Todo transcurría dentro de lo cotidiano. En la radio se desgranaban las noticias. Los madrileños salían de casa y se dirigían a trabajar. Muchos, como cada mañana, cogían los trenes de Cercanías. Gente trabajadora que no forma parte de las intrigas del poder. Gente tan corriente como únicos para los suyos, con sus historias de amor y de desamor, sus preocupaciones, sus esperanzas, sus ilusiones, llenas de vida antes de subirse al vagón y ocupar su sitio elegido al azar . La ruleta de la muerte se ponía en marcha a las 7.35 horas. Una explosión, otra, un tren y otro y un tercero.
La confusión lo invadía todo. En las vías muertos y heridos, humo, gritos desgarradores, lágrimas. Los que podían, ayudaban a los que estaban en los vagones y todavía respiraban. Los teléfonos móviles sonaban esperando una respuesta, una voz a la que escuchar para agarrarse a la esperanza. El número de muertos y de heridos aumentaba según pasaban las horas. España se vistió de negro y respiraba tristeza. No podía ser verdad lo que estaba ocurriendo:191 personas murieron, más de 1.000 resultaron heridas. Decenas de miles se vieron envueltas en la operación de solidaridad más emotiva que hemos protagonizado los españoles, unidos como siempre ante un enemigo común.

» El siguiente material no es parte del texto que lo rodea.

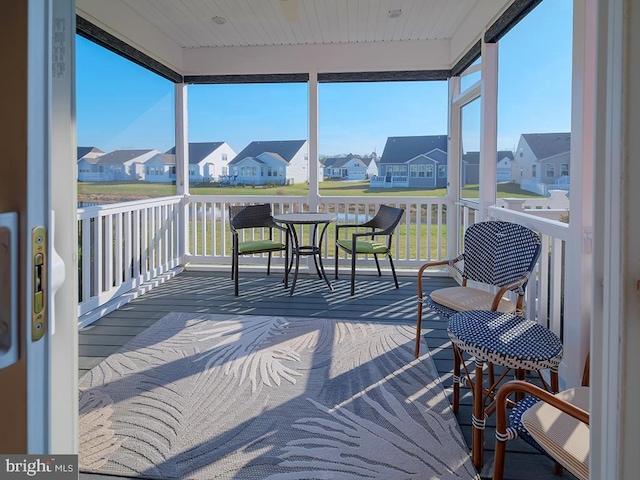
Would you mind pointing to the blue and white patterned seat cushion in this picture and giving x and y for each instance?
(505, 339)
(468, 298)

Han pasado 10 años. Pasarán muchos más y se seguirá hablando del 11-M. Seguiremos recordando a las víctimas, pero en cada una de las familias de los que murieron nunca se llenará el vacío de los que faltan, ni habrán agotado todas sus lágrimas, ni los recuerdos, ni los besos que les dieron y los que les tenían que haber dado. Ni esa presencia cada vez que entraban a casa, ni el dolor de una ausencia infinita.